I am not an asshole. Well, NORMALLY I am not an asshole.

I’ve seen the “Mommy Wars” all over the internet just like the rest of you.

Breastfeeding vs. Bottle-feeding, co-sleeping vs. not co-sleeping, Vaccinators vs. non vaccinators, etc. etc. etc.

Now, I’m not a jerk and I would never chastise you for breastfeeding/bottle feeding your kid, or for sleeping/not sleeping in a bed with your baby— that’s none of my business.

However, once the “Mommy Wars” thing started, a bunch of moms—who I should add, meant only good, started something to the liking of a  “No More Mommy Wars” campaign.

I understood the premise of the movement, I did. Don’t hate on other mothers– and really, we shouldn’t.

I’ve been asked to join on several occasions.

I have politely said “no” every single time.

Does that make me an asshole? Maybe.

However, allow me to explain. As much as I love and care for many of the women who are participating in stopping the “mommy wars,” I feel like I would be a hypocrite for joining forces.

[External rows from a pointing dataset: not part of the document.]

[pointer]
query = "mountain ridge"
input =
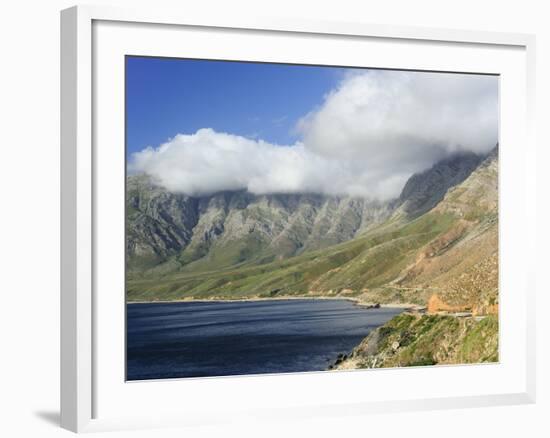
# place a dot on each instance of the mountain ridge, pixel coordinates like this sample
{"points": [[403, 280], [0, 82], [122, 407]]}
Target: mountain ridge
{"points": [[168, 232]]}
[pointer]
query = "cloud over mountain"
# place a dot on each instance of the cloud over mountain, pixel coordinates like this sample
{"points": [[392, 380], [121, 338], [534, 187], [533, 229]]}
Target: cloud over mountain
{"points": [[371, 133]]}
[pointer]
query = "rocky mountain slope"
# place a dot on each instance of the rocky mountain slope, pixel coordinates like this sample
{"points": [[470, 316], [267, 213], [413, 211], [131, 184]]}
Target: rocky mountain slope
{"points": [[416, 340], [169, 232], [446, 256]]}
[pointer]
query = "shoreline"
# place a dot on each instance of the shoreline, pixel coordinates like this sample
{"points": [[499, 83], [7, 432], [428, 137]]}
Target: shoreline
{"points": [[358, 302]]}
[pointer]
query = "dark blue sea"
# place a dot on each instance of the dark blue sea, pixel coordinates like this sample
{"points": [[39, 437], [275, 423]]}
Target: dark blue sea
{"points": [[198, 339]]}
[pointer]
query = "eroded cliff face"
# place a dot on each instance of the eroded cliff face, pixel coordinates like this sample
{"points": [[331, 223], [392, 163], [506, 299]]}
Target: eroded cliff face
{"points": [[234, 245]]}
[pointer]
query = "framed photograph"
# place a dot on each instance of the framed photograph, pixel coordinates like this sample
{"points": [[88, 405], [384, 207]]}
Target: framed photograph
{"points": [[282, 218]]}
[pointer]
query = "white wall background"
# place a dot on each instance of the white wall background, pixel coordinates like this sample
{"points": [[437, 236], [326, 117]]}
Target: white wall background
{"points": [[29, 215]]}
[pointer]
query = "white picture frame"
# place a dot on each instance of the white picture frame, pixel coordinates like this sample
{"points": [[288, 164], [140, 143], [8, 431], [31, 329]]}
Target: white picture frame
{"points": [[91, 37]]}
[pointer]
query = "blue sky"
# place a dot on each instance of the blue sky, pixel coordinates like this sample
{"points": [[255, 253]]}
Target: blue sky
{"points": [[222, 125], [167, 96]]}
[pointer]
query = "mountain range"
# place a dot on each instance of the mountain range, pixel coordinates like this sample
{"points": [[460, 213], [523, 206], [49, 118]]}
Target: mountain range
{"points": [[436, 244]]}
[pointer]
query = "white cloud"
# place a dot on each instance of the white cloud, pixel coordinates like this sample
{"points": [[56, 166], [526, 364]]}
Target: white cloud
{"points": [[369, 135]]}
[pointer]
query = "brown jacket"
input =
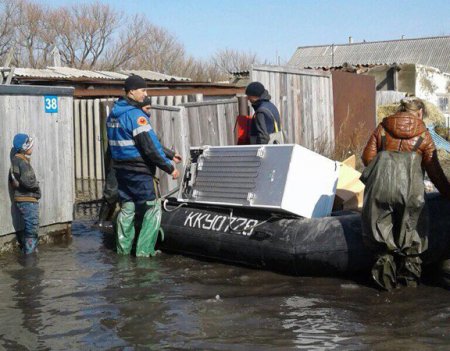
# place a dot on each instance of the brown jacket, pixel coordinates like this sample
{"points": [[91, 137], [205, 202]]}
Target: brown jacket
{"points": [[402, 132]]}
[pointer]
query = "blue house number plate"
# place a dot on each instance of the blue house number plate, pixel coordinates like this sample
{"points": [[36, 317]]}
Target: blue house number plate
{"points": [[50, 104]]}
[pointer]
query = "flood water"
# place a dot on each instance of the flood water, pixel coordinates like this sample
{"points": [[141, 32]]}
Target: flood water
{"points": [[80, 295]]}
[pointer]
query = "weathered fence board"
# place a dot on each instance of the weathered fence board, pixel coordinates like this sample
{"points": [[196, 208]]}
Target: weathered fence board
{"points": [[22, 110], [305, 101], [387, 97]]}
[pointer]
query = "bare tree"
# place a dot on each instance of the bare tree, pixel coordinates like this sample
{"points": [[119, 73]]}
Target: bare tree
{"points": [[229, 60], [123, 53], [83, 32], [34, 37]]}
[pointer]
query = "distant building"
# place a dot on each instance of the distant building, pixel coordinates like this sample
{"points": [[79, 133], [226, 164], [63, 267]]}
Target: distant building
{"points": [[419, 66]]}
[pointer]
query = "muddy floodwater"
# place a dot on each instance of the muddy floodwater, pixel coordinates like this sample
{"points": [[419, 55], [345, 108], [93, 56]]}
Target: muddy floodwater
{"points": [[80, 295]]}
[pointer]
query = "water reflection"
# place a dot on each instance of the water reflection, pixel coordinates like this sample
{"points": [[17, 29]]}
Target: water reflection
{"points": [[318, 326], [84, 296]]}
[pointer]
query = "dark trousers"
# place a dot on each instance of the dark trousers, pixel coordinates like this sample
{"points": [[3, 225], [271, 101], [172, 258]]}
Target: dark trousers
{"points": [[28, 238], [135, 187]]}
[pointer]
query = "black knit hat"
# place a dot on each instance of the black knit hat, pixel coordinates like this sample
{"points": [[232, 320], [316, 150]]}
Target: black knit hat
{"points": [[135, 82], [255, 89], [146, 102]]}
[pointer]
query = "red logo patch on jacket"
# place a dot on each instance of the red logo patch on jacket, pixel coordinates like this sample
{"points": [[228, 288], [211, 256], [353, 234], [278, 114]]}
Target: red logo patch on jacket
{"points": [[142, 121]]}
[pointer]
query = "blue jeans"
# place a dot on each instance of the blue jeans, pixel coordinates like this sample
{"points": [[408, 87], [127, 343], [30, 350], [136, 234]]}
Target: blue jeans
{"points": [[28, 238]]}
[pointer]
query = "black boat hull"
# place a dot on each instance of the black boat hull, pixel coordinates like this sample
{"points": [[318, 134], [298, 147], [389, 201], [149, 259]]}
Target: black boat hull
{"points": [[299, 246]]}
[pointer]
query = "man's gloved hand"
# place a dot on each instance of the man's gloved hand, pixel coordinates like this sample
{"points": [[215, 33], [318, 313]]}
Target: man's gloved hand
{"points": [[177, 158], [175, 174]]}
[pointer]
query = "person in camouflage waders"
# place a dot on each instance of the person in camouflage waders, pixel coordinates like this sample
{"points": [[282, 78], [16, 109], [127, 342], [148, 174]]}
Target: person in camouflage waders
{"points": [[394, 215]]}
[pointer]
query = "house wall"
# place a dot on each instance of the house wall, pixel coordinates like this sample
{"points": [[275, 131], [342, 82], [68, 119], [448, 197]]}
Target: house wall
{"points": [[433, 86]]}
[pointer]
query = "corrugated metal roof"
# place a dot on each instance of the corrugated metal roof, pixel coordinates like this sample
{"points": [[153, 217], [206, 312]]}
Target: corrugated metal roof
{"points": [[433, 52], [74, 73], [439, 141]]}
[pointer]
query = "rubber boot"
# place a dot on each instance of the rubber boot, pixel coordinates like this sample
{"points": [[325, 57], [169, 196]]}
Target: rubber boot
{"points": [[104, 212], [410, 271], [125, 228], [384, 272], [149, 230]]}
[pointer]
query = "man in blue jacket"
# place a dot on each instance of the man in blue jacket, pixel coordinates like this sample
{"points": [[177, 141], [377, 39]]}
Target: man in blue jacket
{"points": [[136, 152], [265, 122]]}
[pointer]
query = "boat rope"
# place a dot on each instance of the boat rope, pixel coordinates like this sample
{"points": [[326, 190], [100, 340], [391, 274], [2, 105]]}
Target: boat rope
{"points": [[166, 201]]}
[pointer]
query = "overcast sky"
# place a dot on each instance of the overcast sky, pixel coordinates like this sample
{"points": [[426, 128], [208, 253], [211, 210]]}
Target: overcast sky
{"points": [[277, 27]]}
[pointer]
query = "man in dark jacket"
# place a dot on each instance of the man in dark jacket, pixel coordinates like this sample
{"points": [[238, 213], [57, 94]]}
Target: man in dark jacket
{"points": [[110, 190], [136, 152], [26, 192], [266, 120]]}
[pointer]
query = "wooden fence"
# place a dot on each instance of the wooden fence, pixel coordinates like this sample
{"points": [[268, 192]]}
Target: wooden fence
{"points": [[386, 97], [305, 101], [25, 109]]}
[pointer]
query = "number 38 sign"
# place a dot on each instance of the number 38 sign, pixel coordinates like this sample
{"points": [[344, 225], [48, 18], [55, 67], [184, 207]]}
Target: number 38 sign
{"points": [[50, 104]]}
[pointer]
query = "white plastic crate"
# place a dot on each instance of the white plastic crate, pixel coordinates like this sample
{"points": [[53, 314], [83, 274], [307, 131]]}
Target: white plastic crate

Mommy Wars aren’t just limited to organic vs. conventional food, or cloth diapers vs. disposable diapers, or attachment parenting vs. whatever the opposite of attachment parenting is- probably whatever parent I am.

If you’re an individual who chastises a mom for co-sleeping with their newborn-you’re a dick.

If you’re someone who berates someone who bottle feeds because you believe “breast is best,” you’re also a dick.

If you pass judgement on people who only eat gluten free or organic diets, you’re a dick, too.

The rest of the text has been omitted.